PD-L1 in Gastric and Gastroesophageal Junction Cancer



PD-L1 (programmed death-ligand 1) is a protein that some cancer cells use to hide from the immune system. Testing for PD-L1 is one of the most important biomarkers in advanced cancer of the stomach (gastric cancer) and the gastroesophageal junction (the area where the esophagus meets the stomach), because the result helps determine whether immunotherapy is likely to help. A “biomarker” is a measurable feature of a cancer, such as a protein on the surface of the cells, that gives doctors information they cannot get from looking at the cells under the microscope alone.

This article will help you understand what a PD-L1 result means on a pathology report for gastric or gastroesophageal junction cancer, why the test is done, how it is performed, and how the result may guide treatment decisions. PD-L1 testing is now a standard part of the workup for these cancers when they are advanced. A PD-L1 result is not an inherited change passed down in families. It is a feature of the cancer itself, and its main purpose is to help the treatment team judge whether immunotherapy belongs in the plan.

What PD-L1 is and what it does

PD-L1 is a protein that can sit on the surface of cancer cells and on nearby immune cells. It acts like an “off switch” for the immune system. When PD-L1 connects with a matching protein called PD-1 on an immune cell, it sends a signal telling that immune cell to stand down. Normal tissues use this switch to keep the immune system from attacking healthy cells. Many cancers, including gastric and gastroesophageal junction cancers, take advantage of the same switch to avoid being attacked.

A group of immunotherapy drugs called immune checkpoint inhibitors work by blocking this off switch. When the switch is blocked, the immune system is freed to recognize and attack the cancer. In general, a cancer that displays more PD-L1 is more likely to respond to these drugs, which is why measuring PD-L1 helps predict who is most likely to benefit from immunotherapy.

How common is PD-L1 expression in gastric and gastroesophageal junction cancer?

PD-L1 expression is common in gastric and gastroesophageal junction cancers, but how often a tumor counts as “positive” depends entirely on the threshold used. PD-L1 is measured on a sliding scale rather than as a simple yes or no, and different treatments use different cut-off points. Using the lowest common threshold, a large share of these cancers show some PD-L1 expression; using higher thresholds, the proportion that qualifies is smaller. This is why the specific score on the report matters more than the word “positive” or “negative” alone, and why the same tumor can meet the requirement for one drug but not another.

Why is the test done?

PD-L1 testing in gastric and gastroesophageal junction cancer is done mainly to help determine whether immunotherapy with an immune checkpoint inhibitor is likely to be effective. A higher PD-L1 score identifies patients who are more likely to benefit from these drugs, and PD-L1 testing is now recommended for all patients with advanced (locally advanced, recurrent, or metastatic) gastric or gastroesophageal junction cancer as part of standard testing. The result helps the treatment team decide whether to add immunotherapy to chemotherapy in the first-line setting.

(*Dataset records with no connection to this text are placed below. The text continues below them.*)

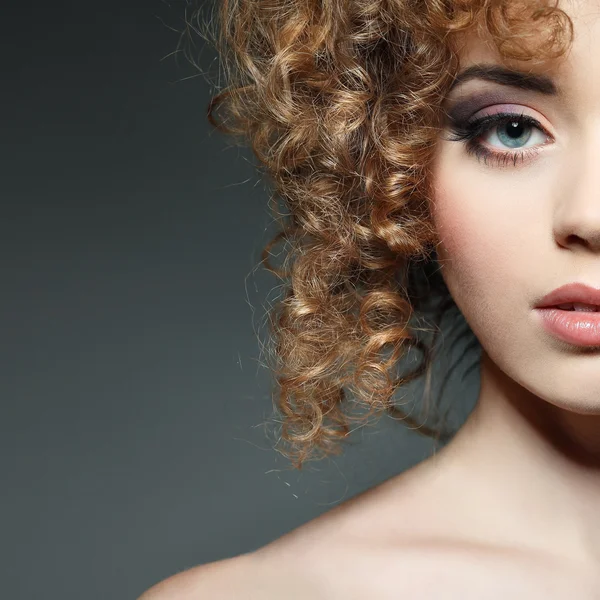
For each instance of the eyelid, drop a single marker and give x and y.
(516, 109)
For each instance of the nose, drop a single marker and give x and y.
(577, 218)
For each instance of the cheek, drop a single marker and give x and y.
(475, 254)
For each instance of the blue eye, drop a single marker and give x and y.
(516, 134)
(510, 130)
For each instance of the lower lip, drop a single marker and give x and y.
(574, 327)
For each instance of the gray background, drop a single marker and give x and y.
(134, 399)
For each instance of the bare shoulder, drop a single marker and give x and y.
(260, 575)
(391, 542)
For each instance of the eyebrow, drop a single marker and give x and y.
(504, 76)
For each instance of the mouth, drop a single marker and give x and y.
(576, 306)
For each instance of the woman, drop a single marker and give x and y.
(400, 134)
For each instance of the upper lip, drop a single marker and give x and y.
(571, 292)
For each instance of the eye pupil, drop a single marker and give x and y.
(514, 133)
(515, 129)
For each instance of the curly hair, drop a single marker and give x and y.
(340, 102)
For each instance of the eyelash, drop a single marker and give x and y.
(471, 131)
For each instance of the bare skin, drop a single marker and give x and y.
(511, 507)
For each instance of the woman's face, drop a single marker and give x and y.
(519, 214)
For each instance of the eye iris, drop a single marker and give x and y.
(514, 133)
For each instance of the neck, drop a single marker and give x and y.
(532, 470)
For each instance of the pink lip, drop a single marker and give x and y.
(578, 328)
(572, 292)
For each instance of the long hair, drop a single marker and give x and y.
(340, 102)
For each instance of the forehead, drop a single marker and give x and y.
(577, 71)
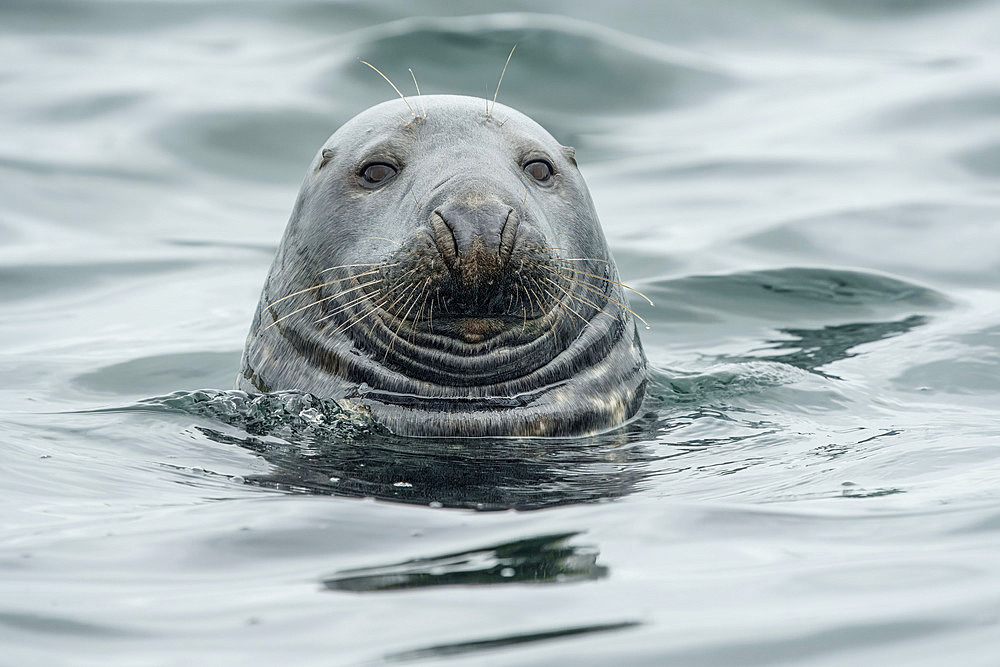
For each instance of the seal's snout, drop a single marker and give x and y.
(480, 233)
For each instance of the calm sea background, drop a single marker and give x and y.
(810, 192)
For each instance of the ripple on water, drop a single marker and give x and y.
(791, 295)
(320, 446)
(273, 146)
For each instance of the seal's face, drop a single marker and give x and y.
(448, 272)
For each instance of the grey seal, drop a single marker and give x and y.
(446, 272)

PD-L1 is usually tested at the time the cancer is first found to be advanced, often on the original biopsy, and it is one of several biomarkers considered together. In particular, PD-L1 is interpreted alongside HER2 status, because the combination of the two results helps shape the choice of first-line treatment. PD-L1 testing is generally not needed for very early-stage cancers that are removed surgically with no evidence of spread, because immunotherapy is used in the advanced setting.

How the test is performed

PD-L1 testing in gastric and gastroesophageal junction cancer is performed on tumor tissue from a biopsy or a surgically removed specimen, using a method called immunohistochemistry (IHC). In this method, an antibody is used to stain the PD-L1 protein on a thin slice of the tumor on a glass slide, and a pathologist examines the slide to judge how much PD-L1 is present.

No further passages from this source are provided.